Verder hun ambtgenoten van de tweede rang: de poortwachters Zekarjáhoe, Jaäziël, Sjemiramot, Jechiël, Oenni, Eliab, Benajáhoe, Maäsejáhoe, Mattitjáhoe, Elifeléhoe, Miknejáhoe, Obed-Edom en Jeïël.
19 The musicians Heman, Asaph, and Ethan were to sound the bronze cymbals.
Bovendien de zangers Heman, Asaf en Etan met koperen cymbalen voor de feestmuziek;
20 Zechariah, Aziel, Shemiramoth, Jehiel, Unni, Eliab, Maaseiah, and Benaiah were to play the harps according to Alamoth.
Zekarja, Aziël, Sjemiramot, Jechiël, Oenni, Eliab, Maäsejáhoe, Benajáhoe met harpen, hooggestemd;
21 And Mattithiah, Eliphelehu, Mikneiah, Obed-edom, Jeiel, and Azaziah were to lead the music with lyres according to Sheminith.
Mattitjáhoe, Elifeléhoe, Miknejáhoe, Obed-Edom, Jeïël en Azazjáhoe met citers, om een octaaf lager te begeleiden.
22 Chenaniah the head Levite was the director of the music because he was highly skilled.
Kenanjáhoe had bij het vervoer het toezicht op de levieten, en daar hij deskundig was, de leiding bij het vervoer.
23 Berechiah and Elkanah were to be guardians of the ark.
Berekja en Elkana hielden de wacht bij de ark.
24 Shebaniah, Joshaphat, Nethanel, Amasai, Zechariah, Benaiah, and Eliezer—the priests—were to blow the trumpets before the ark of God. Obed-edom and Jehiah were also to be guardians of the ark.
De priesters Sjebanjáhoe, Josjafat, Netaneël, Amasai, Zekarjáhoe, Benajáhoe en Eliézer bliezen op de trompetten voor de ark van God, en Obed-Edom en Jechi-ja hielden de wacht bij de ark.
25 So David, the elders of Israel, and the commanders of thousands went with rejoicing to bring the ark of the covenant of the LORD from the house of Obed-edom.
Nu ging David met de oudsten van Israël en de bevelhebbers van duizend de verbondsark van Jahweh op feestelijke wijze uit het huis van Obed-Edom overbrengen.
26 And because God helped the Levites who were carrying the ark of the covenant of the LORD, they sacrificed seven bulls and seven rams.
En toen bleek, dat God de levieten bijstond, die de verbondsark van Jahweh droegen, werden zeven stieren en zeven rammen geofferd.

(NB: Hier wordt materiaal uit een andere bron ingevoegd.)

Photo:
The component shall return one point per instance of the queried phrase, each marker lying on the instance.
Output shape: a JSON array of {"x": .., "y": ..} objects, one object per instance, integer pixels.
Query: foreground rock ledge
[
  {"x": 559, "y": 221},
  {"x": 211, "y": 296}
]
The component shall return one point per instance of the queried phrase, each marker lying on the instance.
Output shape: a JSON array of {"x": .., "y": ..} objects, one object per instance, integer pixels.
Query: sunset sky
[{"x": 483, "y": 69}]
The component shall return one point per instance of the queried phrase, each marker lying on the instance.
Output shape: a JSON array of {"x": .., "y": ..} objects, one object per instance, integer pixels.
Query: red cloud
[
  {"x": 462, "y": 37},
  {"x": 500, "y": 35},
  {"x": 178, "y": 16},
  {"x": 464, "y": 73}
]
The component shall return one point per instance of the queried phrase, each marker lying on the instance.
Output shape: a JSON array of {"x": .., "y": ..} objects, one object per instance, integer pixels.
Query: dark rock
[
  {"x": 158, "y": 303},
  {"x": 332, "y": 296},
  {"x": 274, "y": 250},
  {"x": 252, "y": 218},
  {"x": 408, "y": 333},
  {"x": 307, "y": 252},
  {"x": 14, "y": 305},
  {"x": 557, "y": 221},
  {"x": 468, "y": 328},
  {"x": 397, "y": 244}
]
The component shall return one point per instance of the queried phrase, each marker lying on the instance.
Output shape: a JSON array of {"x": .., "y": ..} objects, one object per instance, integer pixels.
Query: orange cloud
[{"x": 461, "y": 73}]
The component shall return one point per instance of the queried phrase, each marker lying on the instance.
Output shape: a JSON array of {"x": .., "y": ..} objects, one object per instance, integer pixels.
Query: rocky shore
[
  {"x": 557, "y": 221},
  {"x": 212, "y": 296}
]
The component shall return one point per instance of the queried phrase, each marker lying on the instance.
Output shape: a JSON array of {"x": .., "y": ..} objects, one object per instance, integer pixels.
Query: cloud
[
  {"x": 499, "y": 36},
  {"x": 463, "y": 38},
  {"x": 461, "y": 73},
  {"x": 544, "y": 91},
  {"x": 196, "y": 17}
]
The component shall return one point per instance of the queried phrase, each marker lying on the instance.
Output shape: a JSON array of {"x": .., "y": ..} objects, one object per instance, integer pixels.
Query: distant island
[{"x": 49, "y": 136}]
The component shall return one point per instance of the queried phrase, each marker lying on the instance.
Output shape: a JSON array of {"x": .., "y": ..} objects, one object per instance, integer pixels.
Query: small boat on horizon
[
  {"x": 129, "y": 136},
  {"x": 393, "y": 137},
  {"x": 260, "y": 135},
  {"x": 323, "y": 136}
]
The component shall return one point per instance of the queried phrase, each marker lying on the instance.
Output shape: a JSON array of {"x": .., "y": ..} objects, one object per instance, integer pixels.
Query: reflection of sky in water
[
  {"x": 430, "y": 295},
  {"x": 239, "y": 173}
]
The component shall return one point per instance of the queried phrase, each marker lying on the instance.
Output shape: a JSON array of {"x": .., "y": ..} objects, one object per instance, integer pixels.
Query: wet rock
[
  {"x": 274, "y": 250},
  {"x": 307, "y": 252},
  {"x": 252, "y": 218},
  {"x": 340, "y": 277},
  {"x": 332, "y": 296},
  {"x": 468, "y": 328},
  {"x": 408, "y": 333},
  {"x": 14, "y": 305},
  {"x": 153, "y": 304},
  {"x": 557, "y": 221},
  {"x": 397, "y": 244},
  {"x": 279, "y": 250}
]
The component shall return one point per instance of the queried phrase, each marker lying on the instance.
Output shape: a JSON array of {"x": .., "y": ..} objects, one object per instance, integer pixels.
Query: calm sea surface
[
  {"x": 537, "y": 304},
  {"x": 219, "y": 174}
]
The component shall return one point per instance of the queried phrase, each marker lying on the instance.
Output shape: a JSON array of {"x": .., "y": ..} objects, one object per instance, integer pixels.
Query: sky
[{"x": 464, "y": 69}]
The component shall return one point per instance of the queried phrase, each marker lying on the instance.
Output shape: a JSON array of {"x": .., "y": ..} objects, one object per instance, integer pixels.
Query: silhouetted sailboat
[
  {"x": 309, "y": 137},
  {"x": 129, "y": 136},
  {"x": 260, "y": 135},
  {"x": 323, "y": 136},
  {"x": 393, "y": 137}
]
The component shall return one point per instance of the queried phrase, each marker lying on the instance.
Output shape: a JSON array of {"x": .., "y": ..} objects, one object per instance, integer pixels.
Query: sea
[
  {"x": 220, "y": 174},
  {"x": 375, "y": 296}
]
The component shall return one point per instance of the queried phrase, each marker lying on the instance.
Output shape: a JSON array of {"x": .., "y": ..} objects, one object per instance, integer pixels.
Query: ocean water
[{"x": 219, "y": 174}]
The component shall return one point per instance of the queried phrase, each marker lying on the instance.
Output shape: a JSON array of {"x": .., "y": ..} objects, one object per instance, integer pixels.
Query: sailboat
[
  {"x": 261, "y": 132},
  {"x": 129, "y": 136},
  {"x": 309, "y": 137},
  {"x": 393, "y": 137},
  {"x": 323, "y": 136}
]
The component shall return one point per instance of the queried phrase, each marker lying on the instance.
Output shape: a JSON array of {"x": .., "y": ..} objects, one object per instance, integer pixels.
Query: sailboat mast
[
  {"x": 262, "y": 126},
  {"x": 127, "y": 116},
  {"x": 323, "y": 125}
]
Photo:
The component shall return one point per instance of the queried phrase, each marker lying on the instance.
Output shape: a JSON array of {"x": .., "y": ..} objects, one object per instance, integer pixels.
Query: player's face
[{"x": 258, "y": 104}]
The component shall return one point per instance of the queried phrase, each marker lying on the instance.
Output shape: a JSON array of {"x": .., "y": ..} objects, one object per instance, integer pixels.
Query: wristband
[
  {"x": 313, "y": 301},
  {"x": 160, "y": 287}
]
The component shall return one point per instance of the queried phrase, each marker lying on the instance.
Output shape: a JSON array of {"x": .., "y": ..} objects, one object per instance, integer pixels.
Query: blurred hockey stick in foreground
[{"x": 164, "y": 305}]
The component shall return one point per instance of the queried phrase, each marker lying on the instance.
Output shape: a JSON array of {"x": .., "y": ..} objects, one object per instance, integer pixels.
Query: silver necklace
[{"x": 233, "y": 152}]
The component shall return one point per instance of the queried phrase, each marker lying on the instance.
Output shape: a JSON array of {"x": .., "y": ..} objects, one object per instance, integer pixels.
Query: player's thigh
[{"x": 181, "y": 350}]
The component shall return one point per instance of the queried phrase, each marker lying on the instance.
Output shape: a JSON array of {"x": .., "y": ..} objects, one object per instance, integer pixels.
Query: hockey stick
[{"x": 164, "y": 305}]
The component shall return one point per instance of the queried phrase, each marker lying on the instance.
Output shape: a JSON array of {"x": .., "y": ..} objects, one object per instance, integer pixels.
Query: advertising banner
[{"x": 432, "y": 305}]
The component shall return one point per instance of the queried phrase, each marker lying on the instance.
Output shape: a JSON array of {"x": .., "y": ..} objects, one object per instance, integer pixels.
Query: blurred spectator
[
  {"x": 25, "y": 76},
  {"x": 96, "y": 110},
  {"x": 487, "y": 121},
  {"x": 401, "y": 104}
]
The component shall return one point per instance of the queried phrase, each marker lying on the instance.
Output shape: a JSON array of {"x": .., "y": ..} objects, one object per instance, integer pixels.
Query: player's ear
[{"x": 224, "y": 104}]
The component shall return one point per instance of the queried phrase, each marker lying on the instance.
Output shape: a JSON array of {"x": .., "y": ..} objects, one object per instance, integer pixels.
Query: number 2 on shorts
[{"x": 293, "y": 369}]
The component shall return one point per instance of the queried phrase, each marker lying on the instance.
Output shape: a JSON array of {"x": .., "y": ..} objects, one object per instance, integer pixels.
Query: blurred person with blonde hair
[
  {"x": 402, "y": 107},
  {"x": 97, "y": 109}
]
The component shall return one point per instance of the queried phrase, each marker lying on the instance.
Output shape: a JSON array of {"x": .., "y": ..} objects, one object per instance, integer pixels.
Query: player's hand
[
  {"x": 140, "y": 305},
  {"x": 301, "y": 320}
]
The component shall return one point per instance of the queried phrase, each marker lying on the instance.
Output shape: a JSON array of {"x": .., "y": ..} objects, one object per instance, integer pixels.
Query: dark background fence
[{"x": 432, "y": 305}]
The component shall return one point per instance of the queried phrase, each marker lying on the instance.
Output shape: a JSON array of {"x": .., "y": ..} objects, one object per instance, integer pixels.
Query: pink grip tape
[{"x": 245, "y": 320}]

27 Now David was dressed in a robe of fine linen, as were all the Levites who were carrying the ark, as well as the singers and Chenaniah, the director of music for the singers. David also wore a linen ephod.
David was daarbij gekleed in een mantel van fijn lijnwaad, gelijk alle levieten, die de ark droegen, en zoals de zangers, Kenanja, de leider van het vervoer, en de muzikanten; verder was David slechts met een linnen borstkleed bedekt.
28 So all Israel brought up the ark of the covenant of the LORD with shouting, with the sounding of rams’ horns and trumpets, and with cymbals and the music of harps and lyres.
Zo bracht Israël de verbondsark van Jahweh over, met gejubel en bazuingeschal, terwijl de trompetten, cymbalen, harpen en citers hun feestklanken lieten horen.
29 As the ark of the covenant of the LORD was entering the City of David, Saul’s daughter Michal looked down from a window and saw King David dancing and celebrating, and she despised him in her heart.
Toen de verbondsark van Jahweh in de Davidstad aankwam, gluurde Mikal, de dochter van Saul, door het venster. Zij zag koning David dansend en springend, en verachtte hem in haar hart.